Iwaizumi grinça des dents, rentra rapidement dans la douche et ferma le loquet derrière lui. Il jeta les couvertures sur le dessus des parois, ouvrit le jet d'eau et insulta le monde.
— Un problème, Iwa-chan ? taquina Oikawa.
— Je crois qu'il vient de se rendre compte qu'il n'a pas pris de change ni son gel douche, ricana Kuroo.
Iwaizumi se tourna, ses couvertures venaient de disparaitre, il jura tandis que Kuroo continuait :
— Et je crois qu'il vient aussi de se rendre compte qu'il allait devoir chercher tout ça complètement à poil et trempé, et donc devoir nettoyer juste après le sol qu'il aura lui-même mouillé.
Impudique, il ouvrit la porte et jeta un regard noir à Kuroo. Ce dernier lui rendit, un sourire goguenard sur le visage, tandis qu'Oikawa avait une main devant sa bouche, faussement choqué.
— Je suis scandalisé par tant de débauche.
Iwaizumi l'ignora. Complètement nu, il se rendit dans le vestiaire et revint avec ses affaires, sous les rires des deux énergumènes.
— On peut te frotter le dos, si tu veux, s'amusa Kuroo.
— Cassez-vous, putain !
Hilares, il les entendit s'esclaffer encore un peu, avant que le silence ne reprenne ses droits. Il termina tranquillement sa douche et soupira de bonheur d'être sec et propre. Quand il sortit de la cabine, Oikawa était encore là, adossé aux lavabos, les bras croisés.

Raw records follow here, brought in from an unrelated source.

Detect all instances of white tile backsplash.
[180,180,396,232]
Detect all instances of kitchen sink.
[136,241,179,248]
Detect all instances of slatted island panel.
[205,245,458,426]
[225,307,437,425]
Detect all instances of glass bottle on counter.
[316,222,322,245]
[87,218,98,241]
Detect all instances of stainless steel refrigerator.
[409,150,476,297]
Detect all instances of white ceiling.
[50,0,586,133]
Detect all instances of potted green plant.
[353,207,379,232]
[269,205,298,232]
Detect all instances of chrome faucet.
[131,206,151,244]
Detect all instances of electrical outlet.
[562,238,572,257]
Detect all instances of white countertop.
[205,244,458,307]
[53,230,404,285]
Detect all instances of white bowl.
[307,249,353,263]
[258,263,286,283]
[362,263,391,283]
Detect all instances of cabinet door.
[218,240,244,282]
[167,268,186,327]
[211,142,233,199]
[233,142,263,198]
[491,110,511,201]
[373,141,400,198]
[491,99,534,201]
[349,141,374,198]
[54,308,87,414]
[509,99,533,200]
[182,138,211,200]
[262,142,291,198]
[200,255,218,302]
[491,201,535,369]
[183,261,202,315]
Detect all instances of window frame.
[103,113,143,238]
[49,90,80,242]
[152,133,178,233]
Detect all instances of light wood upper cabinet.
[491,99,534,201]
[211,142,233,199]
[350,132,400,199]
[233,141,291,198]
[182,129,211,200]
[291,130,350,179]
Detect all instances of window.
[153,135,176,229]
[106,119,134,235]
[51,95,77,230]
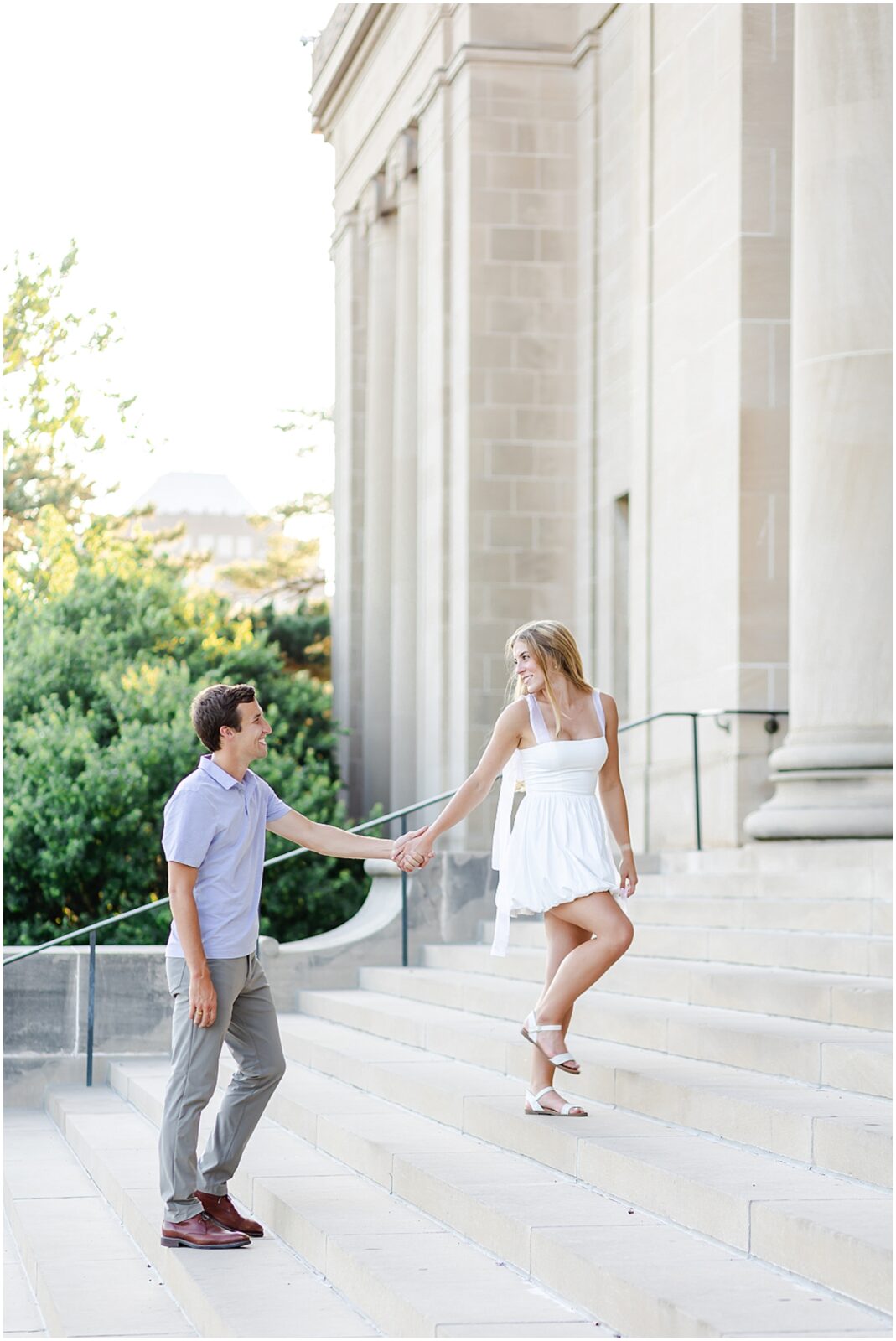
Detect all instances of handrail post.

— T'as réellement un problème avec les douches, lança Iwaizumi.
Oikawa sourit mais ignora la remarque. Il s'approcha et le prit dans ses bras.
— Ce que tu as fait était vraiment stupide, il se recula et le fixa sérieusement : « Certes, c'était une urgence vitale, et c'est pour ça qu'en tant que lieutenant, je t'ai simplement passé un savon rapide, mais ne refais plus jamais ça. Réfléchis un peu, je ne serai pas aussi sympathique la prochaine fois. »
Iwaizumi baissa les yeux, légèrement honteux.
— Ouais, j'comprends. Désolé de vous avoir inquiétés.
— Il n'empêche que tu les enchaines en ce moment, alors fais attention. Les excuses sont inutiles quand on ne change pas de comportement.
La pique s'encocha en plein coeur. Iwaizumi grommela quelque chose d'inaudible et tourna la tête. Son Lieutenant n'avait pas tort, presque même raison. Il soupira et frotta les cheveux d'Oikawa. Il affirma une nouvelle fois qu'il ferait plus attention et s'engagea vers la salle de pause. Il était certain qu'il ne ferait plus d'erreur dans les prochains mois, celles-ci lui servants de leçon. S'il avait su qu'il n'aurait pas l'occasion d'en faire d'autres, il se serait peut-être abstenu.